Where there is misery, intermediaries thrive. Middlemen had begun exploiting the situation by selling pre-booked appointments, worsening inequity and corruption. Moreover, when patients did not turn up for their slots, the system wasted precious consultation capacity.

I left the hospital that day deeply disturbed by the plight of the sick and the poor—people who came to AIIMS as their last hope, only to face yet another obstacle in the form of chaotic queues.

The Idea: Can Technology Remove this Pain?

The question was simple: What if patients could book an appointment online and come only at the appointed time? This would save time, money, and distress. But two challenges had to be addressed:

  1. Fake or proxy bookings, which created space for middlemen.
  2. No-shows, which wasted scarce appointment slots.

Solving Fake Bookings

We addressed the first issue through OTP-based authentication using Aadhaar-linked mobile numbers. Once a patient entered the OTP verified by UIDAI, the appointment became non-transferable. Booking timestamps ensured that appointments could not be rearranged later, creating a transparent, auditable sequence.

Solving No-Shows

No-shows were tackled through a workflow that reconfirmed patient intent closer to the appointment date, freeing up unused slots for others.

This thinking evolved into what became the Online Reservation System (ORS).

Building ORS: Technology + Institutional Champions

After my discussion with Srinivas, we formed a small NIC team, with him as an active and enthusiastic partner.

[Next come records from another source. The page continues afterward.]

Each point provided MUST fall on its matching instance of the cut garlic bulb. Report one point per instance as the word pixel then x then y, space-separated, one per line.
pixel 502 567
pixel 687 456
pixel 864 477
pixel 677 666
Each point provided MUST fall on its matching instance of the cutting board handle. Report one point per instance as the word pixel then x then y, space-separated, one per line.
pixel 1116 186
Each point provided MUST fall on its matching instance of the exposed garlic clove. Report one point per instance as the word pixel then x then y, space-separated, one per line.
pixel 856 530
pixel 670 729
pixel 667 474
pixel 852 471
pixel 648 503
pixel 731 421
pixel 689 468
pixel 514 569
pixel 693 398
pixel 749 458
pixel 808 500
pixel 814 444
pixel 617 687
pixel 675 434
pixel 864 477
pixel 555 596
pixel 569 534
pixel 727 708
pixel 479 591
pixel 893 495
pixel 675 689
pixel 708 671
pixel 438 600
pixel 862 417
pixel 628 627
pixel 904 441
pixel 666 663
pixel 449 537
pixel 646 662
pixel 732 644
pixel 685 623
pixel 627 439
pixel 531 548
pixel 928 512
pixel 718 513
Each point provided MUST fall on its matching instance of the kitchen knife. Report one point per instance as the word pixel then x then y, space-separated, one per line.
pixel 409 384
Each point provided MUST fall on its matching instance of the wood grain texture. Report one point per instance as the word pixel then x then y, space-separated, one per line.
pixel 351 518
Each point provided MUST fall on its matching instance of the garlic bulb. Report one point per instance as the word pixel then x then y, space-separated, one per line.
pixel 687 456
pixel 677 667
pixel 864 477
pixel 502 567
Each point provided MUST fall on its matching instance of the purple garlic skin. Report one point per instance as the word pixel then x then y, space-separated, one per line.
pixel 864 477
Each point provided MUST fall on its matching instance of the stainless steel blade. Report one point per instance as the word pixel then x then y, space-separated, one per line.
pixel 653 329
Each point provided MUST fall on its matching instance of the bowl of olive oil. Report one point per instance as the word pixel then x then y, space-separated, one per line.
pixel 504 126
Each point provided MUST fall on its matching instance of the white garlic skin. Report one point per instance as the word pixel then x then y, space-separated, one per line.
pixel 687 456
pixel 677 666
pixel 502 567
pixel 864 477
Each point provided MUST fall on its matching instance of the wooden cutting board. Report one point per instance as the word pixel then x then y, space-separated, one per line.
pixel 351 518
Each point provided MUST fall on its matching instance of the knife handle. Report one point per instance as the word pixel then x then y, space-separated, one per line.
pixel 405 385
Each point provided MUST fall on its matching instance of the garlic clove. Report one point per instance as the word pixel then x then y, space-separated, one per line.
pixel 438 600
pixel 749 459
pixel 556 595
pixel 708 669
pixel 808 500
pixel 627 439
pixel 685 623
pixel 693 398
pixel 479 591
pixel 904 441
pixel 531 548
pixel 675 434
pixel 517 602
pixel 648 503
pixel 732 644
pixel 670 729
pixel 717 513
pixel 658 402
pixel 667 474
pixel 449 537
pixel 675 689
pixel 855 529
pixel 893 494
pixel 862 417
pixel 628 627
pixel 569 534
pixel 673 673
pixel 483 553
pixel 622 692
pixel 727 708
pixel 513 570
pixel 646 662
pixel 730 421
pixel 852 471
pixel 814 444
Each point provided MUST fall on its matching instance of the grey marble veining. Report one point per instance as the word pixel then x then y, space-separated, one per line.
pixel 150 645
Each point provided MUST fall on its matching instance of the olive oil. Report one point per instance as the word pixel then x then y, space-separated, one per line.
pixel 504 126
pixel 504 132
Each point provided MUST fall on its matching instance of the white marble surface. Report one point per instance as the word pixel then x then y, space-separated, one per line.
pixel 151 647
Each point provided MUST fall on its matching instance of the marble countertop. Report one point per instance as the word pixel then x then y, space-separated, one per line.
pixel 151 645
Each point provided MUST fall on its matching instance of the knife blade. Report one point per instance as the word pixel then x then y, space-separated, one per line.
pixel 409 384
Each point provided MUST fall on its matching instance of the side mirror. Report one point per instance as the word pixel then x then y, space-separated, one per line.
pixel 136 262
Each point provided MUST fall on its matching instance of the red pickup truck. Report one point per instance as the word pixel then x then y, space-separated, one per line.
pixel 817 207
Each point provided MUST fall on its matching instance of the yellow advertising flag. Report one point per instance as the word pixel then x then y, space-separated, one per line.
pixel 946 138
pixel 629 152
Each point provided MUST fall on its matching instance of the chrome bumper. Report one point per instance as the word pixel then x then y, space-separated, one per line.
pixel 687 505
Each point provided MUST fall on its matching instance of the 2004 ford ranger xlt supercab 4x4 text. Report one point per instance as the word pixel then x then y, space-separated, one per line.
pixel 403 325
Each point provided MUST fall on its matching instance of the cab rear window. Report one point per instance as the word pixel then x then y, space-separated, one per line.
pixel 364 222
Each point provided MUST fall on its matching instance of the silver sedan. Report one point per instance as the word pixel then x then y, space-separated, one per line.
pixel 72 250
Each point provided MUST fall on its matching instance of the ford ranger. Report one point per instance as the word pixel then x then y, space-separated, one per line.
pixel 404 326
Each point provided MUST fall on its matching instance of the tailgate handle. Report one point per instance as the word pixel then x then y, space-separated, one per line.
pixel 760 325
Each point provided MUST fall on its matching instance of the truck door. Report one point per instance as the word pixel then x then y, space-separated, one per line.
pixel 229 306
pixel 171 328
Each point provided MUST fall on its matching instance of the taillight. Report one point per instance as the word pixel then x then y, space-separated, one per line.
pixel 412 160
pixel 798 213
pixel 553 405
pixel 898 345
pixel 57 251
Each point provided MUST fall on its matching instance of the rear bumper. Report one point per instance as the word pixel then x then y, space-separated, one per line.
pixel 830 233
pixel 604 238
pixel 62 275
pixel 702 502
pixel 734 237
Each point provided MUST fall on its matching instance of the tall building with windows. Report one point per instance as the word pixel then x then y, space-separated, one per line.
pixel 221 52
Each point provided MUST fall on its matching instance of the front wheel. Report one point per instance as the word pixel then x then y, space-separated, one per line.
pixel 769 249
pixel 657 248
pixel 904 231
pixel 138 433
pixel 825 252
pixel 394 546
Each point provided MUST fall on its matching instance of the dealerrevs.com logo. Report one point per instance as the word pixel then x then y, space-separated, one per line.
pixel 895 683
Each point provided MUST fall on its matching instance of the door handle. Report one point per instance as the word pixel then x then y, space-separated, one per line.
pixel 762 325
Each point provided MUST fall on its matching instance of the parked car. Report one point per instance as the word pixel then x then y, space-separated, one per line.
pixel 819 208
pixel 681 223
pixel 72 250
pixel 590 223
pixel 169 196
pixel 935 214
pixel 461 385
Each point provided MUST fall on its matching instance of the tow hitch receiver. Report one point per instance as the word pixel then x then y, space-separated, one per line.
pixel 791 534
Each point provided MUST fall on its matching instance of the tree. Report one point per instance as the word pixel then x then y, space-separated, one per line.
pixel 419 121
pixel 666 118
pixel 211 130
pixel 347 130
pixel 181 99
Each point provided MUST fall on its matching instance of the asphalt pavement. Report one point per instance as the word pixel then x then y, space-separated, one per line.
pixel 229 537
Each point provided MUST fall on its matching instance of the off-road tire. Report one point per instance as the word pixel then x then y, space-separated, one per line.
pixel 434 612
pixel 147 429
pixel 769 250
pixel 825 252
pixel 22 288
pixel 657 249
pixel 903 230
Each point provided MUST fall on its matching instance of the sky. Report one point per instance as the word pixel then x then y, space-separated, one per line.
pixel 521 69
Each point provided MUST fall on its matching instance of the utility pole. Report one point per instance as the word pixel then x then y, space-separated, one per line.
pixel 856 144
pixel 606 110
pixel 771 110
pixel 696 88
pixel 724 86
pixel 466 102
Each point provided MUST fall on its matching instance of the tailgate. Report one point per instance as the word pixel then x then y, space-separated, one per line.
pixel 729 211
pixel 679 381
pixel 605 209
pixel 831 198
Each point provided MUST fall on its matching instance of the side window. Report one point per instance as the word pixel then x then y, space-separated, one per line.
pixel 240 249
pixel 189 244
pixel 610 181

One lesson I have learned repeatedly in government technology projects is this: Technology is necessary, but not sufficient. What truly matters is a champion inside the department who believes in the change. Without such ownership, even the best digital solutions fail to take root.

We have seen this repeatedly—DBT in LPG succeeded because of the commitment of Neeraj Mittal, then JS (Petroleum). Jeevan Pramaan scaled due to strong ownership within the Department of Pensions. ORS needed similar institutional support, and AIIMS provided it.

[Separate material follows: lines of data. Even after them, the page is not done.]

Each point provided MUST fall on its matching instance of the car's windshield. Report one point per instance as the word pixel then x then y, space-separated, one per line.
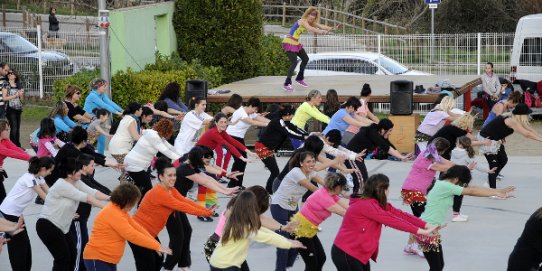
pixel 17 44
pixel 392 65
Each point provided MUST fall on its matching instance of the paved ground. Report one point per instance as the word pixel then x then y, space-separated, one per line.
pixel 483 243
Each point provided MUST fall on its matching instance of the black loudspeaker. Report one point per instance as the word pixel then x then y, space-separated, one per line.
pixel 401 97
pixel 195 88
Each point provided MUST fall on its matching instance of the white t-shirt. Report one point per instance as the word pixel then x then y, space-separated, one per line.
pixel 290 192
pixel 240 128
pixel 21 195
pixel 190 132
pixel 62 201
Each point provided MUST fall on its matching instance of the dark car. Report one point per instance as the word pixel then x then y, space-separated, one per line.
pixel 23 56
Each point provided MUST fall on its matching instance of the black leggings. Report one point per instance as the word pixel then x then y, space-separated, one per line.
pixel 238 165
pixel 314 256
pixel 146 259
pixel 345 262
pixel 357 177
pixel 180 233
pixel 435 259
pixel 292 56
pixel 20 252
pixel 271 164
pixel 498 160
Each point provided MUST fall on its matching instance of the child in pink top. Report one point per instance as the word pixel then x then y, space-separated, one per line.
pixel 419 180
pixel 316 209
pixel 268 222
pixel 47 139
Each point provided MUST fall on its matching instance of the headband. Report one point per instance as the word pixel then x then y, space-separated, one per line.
pixel 432 150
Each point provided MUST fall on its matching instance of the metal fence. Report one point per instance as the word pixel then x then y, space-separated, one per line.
pixel 40 58
pixel 452 54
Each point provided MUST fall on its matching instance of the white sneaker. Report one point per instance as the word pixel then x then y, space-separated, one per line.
pixel 460 218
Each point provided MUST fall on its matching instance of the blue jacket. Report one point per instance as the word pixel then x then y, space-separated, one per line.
pixel 95 100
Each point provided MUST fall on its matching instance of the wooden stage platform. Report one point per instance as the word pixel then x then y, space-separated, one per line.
pixel 269 88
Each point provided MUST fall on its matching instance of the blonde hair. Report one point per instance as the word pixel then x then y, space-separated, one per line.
pixel 465 122
pixel 309 11
pixel 446 104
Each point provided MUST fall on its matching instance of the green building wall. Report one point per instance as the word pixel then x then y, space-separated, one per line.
pixel 137 33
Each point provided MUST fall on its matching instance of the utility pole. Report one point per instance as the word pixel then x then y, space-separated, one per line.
pixel 105 60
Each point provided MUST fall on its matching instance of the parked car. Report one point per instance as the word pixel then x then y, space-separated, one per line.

From a Small Beginning to a Nationwide Platform

We started modestly within AIIMS. At the time (2015), smartphone access in rural India was limited, so we did not build a mobile app initially. Instead, we leveraged the vast network of Common Service Centres (CSCs) run by village-level entrepreneurs, ensuring that rural patients, too, could access online appointments.

The backend was hosted on NIC’s Meghraj cloud, enabling seamless scalability as more hospitals joined.

Once AIIMS' system stabilized, we began onboarding other hospitals. With its cloud architecture, ORS could expand quickly, and new features were integrated step by step. The system was formally launched by the Prime Minister on 1 July 2015, as part of the Digital India initiative.

Today, ORS spans thousands of hospitals and has facilitated over twelve million appointments—each representing a patient who avoided standing in a harsh queue.

Continuous Evolution

Since its launch, ORS has continued to evolve. New capabilities added include:

  • Online appointments for tele-consultation
  • ABHA ID generation
  • Automated workflows for diagnostic reports
  • Digitisation of OPD records
  • Enhancements to the appointment and registration system

It has grown from a simple idea into a robust national digital health infrastructure component.

Conclusion

The story of ORS is a reminder that technology, when applied with empathy and thoughtful design, can reduce human suffering at scale. What began as an attempt to ease the burden on patients at AIIMS has today become a nationwide system enabling millions to access healthcare with dignity, certainty, and convenience.